Overview
TensorFlow Lite supports converting TensorFlow RNN models to TensorFlow Lite’s
fused LSTM operations. Fused operations exist to maximize the performance of
their underlying kernel implementations, as well as provide a higher level
interface to define complex transformations like quantizatization.
Since there are many variants of RNN APIs in TensorFlow, our approach has been
two fold:
- Provide
native support for standard TensorFlow RNN APIs
like Keras LSTM.
This is the recommended option.
- Provide an
interface
into the conversion infrastructure for
user-defined
RNN implementations
to plug in and get converted to
TensorFlow Lite. We provide a couple of out of box examples of such
conversion using lingvo’s
LSTMCellSimple
and
LayerNormalizedLSTMCellSimple
RNN interfaces.
Converter API
The feature is part of TensorFlow 2.3 release. It is also available through the
tf-nightly
pip or from head.
This conversion functionality is available when converting to TensorFlow Lite
via a SavedModel or from the Keras model directly. See example usages.
From saved model
# build a saved model. Here concrete_function is the exported function
# corresponding to the TensorFlow model containing one or more
# Keras LSTM layers.
saved_model, saved_model_dir = build_saved_model_lstm(...)

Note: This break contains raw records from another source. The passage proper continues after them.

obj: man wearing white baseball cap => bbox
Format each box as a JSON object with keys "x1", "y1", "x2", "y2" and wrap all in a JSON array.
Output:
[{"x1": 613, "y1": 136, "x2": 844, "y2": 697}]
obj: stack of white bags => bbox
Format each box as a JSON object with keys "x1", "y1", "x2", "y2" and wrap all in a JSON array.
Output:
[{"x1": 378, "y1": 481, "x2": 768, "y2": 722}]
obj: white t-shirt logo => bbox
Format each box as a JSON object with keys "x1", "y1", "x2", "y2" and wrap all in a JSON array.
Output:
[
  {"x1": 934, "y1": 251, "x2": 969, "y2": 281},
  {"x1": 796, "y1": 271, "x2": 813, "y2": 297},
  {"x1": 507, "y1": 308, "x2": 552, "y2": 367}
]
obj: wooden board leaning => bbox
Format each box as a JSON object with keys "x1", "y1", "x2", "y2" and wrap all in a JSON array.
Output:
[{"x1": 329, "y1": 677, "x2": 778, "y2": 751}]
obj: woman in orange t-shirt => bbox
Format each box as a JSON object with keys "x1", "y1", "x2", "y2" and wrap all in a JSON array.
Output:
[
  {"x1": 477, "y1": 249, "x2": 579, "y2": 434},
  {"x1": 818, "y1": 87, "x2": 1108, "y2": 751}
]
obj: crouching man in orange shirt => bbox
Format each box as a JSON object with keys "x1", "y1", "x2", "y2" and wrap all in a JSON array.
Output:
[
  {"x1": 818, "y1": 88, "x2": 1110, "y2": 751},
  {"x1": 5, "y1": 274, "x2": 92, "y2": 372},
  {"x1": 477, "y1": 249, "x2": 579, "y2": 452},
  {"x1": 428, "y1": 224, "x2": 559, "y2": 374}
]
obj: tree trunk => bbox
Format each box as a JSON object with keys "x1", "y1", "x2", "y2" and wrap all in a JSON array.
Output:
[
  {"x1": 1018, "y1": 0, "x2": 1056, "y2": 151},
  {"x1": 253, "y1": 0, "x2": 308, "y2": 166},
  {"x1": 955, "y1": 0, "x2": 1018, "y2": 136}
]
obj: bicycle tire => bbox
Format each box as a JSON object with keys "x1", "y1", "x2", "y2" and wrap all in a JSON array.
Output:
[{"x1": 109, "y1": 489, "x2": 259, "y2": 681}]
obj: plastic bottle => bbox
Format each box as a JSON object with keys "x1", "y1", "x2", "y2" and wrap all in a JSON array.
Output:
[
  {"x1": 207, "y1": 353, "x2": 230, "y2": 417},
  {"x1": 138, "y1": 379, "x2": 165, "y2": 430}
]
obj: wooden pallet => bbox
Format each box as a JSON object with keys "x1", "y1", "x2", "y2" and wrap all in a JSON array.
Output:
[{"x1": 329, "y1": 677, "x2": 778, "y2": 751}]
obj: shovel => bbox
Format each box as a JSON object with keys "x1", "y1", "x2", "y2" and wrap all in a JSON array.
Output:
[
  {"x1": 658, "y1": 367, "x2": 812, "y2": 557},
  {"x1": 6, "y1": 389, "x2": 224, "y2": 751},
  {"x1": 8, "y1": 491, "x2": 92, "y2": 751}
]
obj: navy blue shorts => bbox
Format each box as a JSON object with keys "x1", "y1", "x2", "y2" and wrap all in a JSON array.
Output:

saved_model.save(saved_model_dir, save_format="tf", signatures=concrete_func)
# Convert the model.
converter = TFLiteConverter.from_saved_model(saved_model_dir)
tflite_model = converter.convert()
From Keras model
# build a Keras model
keras_model = build_keras_lstm(...)
# Convert the model.
converter = TFLiteConverter.from_keras_model(keras_model)
tflite_model = converter.convert()
Example
Keras LSTM to TensorFlow Lite
Colab
illustrates the end to end usage with the TensorFlow Lite interpreter.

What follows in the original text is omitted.